Mind you, I keep hearing about fancy new Java frameworks, so I suppose the Java world is getting better. And a truly awful Rails application—especially one without unit tests—can be a Lovecraftian horror.

But in the real world of at least semi-competent teams, it's possible to understand both Elicpse+Java and (Rails|Python)+(Emacs|vim|shiny Mac editor), and still choose the later, even if you're a maintenance programmer.


You are comparing Rails to Java, which is wrong because the first is a framework and the second a language. A fair comparison would be between Rails and Spring or Ruby and Java. And here things are different.

In Spring you also have clearly defined rules about the Model, View and Controller classes like in Rails. However you still get all the benefits of tooltip JavaDoc and auto-complete on . and Ctrl+Space (in Eclipse).

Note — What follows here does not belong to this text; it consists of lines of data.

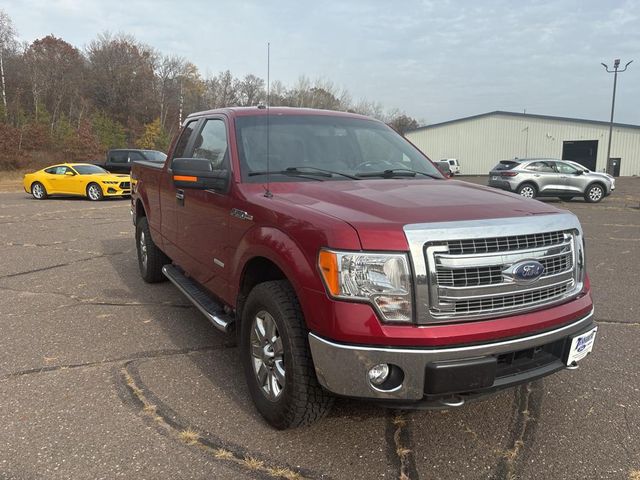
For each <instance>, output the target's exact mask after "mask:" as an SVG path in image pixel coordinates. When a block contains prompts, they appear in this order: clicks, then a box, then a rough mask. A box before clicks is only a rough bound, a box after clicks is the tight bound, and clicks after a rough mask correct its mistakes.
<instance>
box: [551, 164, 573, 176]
mask: <svg viewBox="0 0 640 480" xmlns="http://www.w3.org/2000/svg"><path fill="white" fill-rule="evenodd" d="M556 168H557V169H558V172H560V173H564V174H567V175H574V174H575V173H576V172H577V171H578V169H577V168H574V167H572V166H571V165H567V164H566V163H560V162H556Z"/></svg>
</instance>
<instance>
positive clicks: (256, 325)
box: [251, 310, 285, 401]
mask: <svg viewBox="0 0 640 480" xmlns="http://www.w3.org/2000/svg"><path fill="white" fill-rule="evenodd" d="M251 357H252V358H251V360H252V364H253V372H254V373H255V376H256V380H257V381H258V386H259V387H260V390H261V392H262V394H263V395H264V396H265V397H267V399H269V400H271V401H276V400H278V399H279V398H280V396H281V395H282V392H283V391H284V386H285V368H284V348H283V345H282V337H280V334H279V332H278V328H277V326H276V322H275V320H274V319H273V317H272V316H271V314H270V313H269V312H267V311H265V310H261V311H259V312H258V313H257V314H256V316H255V317H254V319H253V323H252V325H251Z"/></svg>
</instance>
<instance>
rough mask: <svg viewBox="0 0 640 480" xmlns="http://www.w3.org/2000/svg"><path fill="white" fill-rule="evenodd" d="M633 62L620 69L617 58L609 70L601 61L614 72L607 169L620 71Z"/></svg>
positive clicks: (620, 72) (605, 69) (626, 64)
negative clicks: (616, 85) (614, 111)
mask: <svg viewBox="0 0 640 480" xmlns="http://www.w3.org/2000/svg"><path fill="white" fill-rule="evenodd" d="M631 62H633V60H631V61H629V62H627V64H626V65H625V66H624V68H623V69H622V70H618V68H619V67H620V59H619V58H616V59H615V60H614V61H613V70H609V67H608V66H607V64H606V63H601V64H600V65H602V66H603V67H604V68H605V70H606V71H607V73H613V97H612V98H611V120H609V146H608V147H607V167H606V168H607V170H608V169H609V160H610V159H611V135H612V134H613V110H614V109H615V106H616V85H617V83H618V73H622V72H624V71H626V70H627V67H628V66H629V64H630V63H631Z"/></svg>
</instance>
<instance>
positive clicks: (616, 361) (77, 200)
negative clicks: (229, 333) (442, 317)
mask: <svg viewBox="0 0 640 480" xmlns="http://www.w3.org/2000/svg"><path fill="white" fill-rule="evenodd" d="M465 180H467V181H474V182H479V183H481V182H483V181H484V179H482V178H466V179H465ZM545 201H549V202H551V203H553V204H555V205H557V206H558V207H560V208H568V209H570V210H571V211H573V212H574V213H576V214H577V215H578V216H579V217H580V220H581V222H582V225H583V227H584V229H585V232H586V236H587V239H588V244H587V253H588V269H589V272H590V275H591V281H592V287H593V292H594V298H595V302H596V320H597V323H598V324H599V326H600V328H599V332H598V338H597V340H596V346H595V351H594V353H593V354H591V355H590V356H589V357H588V358H587V359H585V360H584V361H583V362H582V364H581V367H580V369H578V370H576V371H563V372H560V373H558V374H556V375H553V376H551V377H548V378H546V379H544V380H541V381H536V382H534V383H531V384H529V385H525V386H522V387H519V388H517V389H515V390H508V391H504V392H501V393H499V394H498V395H495V396H493V397H491V398H490V399H487V400H484V401H480V402H475V403H468V404H467V405H465V406H464V407H462V408H459V409H451V410H446V411H404V412H400V411H394V410H385V409H381V408H378V407H375V406H371V405H368V404H363V403H358V402H353V401H348V400H339V401H337V402H336V406H335V407H334V409H333V411H332V413H331V415H330V416H329V418H327V419H325V420H323V421H321V422H320V423H318V424H316V425H314V426H312V427H309V428H303V429H297V430H292V431H285V432H278V431H274V430H272V429H270V428H269V427H268V426H267V425H266V424H265V423H264V422H263V421H262V420H261V418H260V417H259V416H258V414H257V413H256V412H255V410H254V409H253V407H252V404H251V402H250V400H249V398H248V392H247V390H246V388H245V385H244V379H243V377H242V372H241V368H240V364H239V362H238V361H237V358H236V357H237V351H236V348H235V347H233V345H232V344H231V343H230V342H229V340H228V339H227V338H225V336H224V335H222V334H221V333H219V332H218V331H216V330H215V329H214V328H213V327H211V326H210V324H209V323H207V321H206V319H205V318H204V317H203V316H202V315H201V314H200V313H198V312H197V311H196V309H195V308H192V307H191V306H190V305H189V304H188V302H187V301H186V300H185V299H184V298H183V297H182V296H181V295H180V293H179V292H178V291H177V290H176V289H175V288H174V287H173V286H172V285H171V284H169V283H163V284H158V285H147V284H145V283H144V282H143V281H142V280H141V279H140V278H139V275H138V270H137V268H138V267H137V262H136V256H135V255H136V253H135V245H134V241H133V226H132V224H131V220H130V215H129V202H128V200H108V201H104V202H100V203H92V202H89V201H87V200H82V199H49V200H46V201H35V200H33V199H31V198H30V197H29V196H28V195H26V194H25V193H24V192H20V191H18V190H14V191H9V192H4V193H0V244H1V245H2V250H1V252H2V253H1V254H0V259H1V262H0V334H1V335H0V344H1V347H2V348H0V478H20V479H23V478H24V479H40V478H47V479H48V478H52V479H58V478H60V479H62V478H73V479H85V478H86V479H95V478H118V477H122V478H136V479H138V478H141V479H142V478H149V479H165V478H166V479H174V478H221V479H227V478H233V479H240V478H291V479H296V478H312V479H320V478H322V479H372V478H387V479H397V478H410V479H418V478H420V479H513V478H518V479H536V480H538V479H540V478H545V479H546V478H549V479H565V478H567V479H568V478H571V479H577V478H588V479H593V478H598V479H600V478H602V479H624V480H638V479H640V353H639V352H640V348H639V347H640V275H639V273H638V272H640V178H623V179H619V180H618V189H617V190H616V192H615V194H614V195H613V196H612V197H609V198H607V199H605V200H604V201H603V202H602V203H600V204H595V205H593V204H587V203H584V202H583V201H582V200H574V201H571V202H568V203H566V202H561V201H556V200H555V199H551V200H545Z"/></svg>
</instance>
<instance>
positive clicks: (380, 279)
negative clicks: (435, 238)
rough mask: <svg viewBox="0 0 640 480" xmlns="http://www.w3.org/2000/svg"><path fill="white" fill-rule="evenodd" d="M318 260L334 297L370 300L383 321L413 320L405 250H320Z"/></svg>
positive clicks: (392, 321)
mask: <svg viewBox="0 0 640 480" xmlns="http://www.w3.org/2000/svg"><path fill="white" fill-rule="evenodd" d="M318 264H319V267H320V272H321V273H322V278H323V280H324V283H325V286H326V288H327V291H328V292H329V294H330V295H331V296H332V297H333V298H339V299H341V300H354V301H366V302H369V303H371V304H372V305H373V306H374V307H375V308H376V310H377V311H378V313H379V314H380V317H381V319H382V320H383V321H386V322H411V321H413V293H412V292H413V288H412V277H411V270H410V268H409V260H408V258H407V255H406V254H403V253H363V252H339V251H334V250H321V251H320V255H319V258H318Z"/></svg>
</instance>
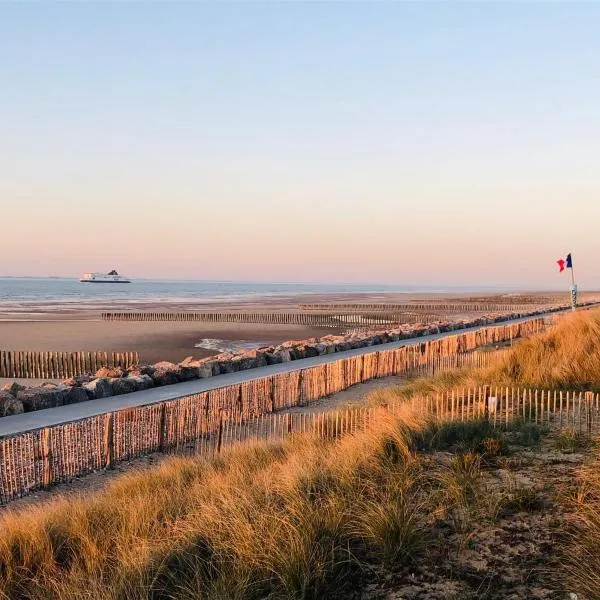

Despite the disagreement, I'll stand by my earlier remarks: Many popular Java frameworks involve a lot of boilerplate. I've never used Spring, so I can't comment on it. But in the last two years, I've worked on multiple GWT and Android applications, and both frameworks encourage people to write a lot of code for something as simple as MVC bindings. Seriously, GWT can easily require 10x as much code as Backbone.js + CoffeeScript.

I'm impressed by newer Java frameworks like Play, which make Java look terse and flexible. And I agree that refactoring IDEs are amazing tools, and well worth some sacrifices to use.

I merely disagree with skrebbel's remark that, The advantages of IDEs over text editors isn't look or feel. It's code quality. The are multiple, valid ways to achieve high code quality. IDEs are one of them. But there are real tradeoffs here, and other legitimate choices.


> Dynamically typed languages basically have the problem that they can't get decent IDE support, ever.

Facts allow me for a quick (friendly) "shut up": PHPStorm, PyCharm, etc.


The code of the webcrowd is getting less maintainable as time goes by? Hah. I suggest you compare the code complexity of a webapp written using the state of the art 10 years ago to one of the same size using the state of the art today.

You will find that if you use tools like Rails and Django then you will end up with a much higher maintainability than if you used the tools available a decade ago.


Of course, because the tools available a decade ago were even worse.


Ah, now I see your point. I'm talking about code that survives for years. Not about making a new project every half year with the latest & greatest libraries of the time.

There have been some rants about unmaintainable Rails projects here on HN the last months. It's those kinds of projects I'm referring to.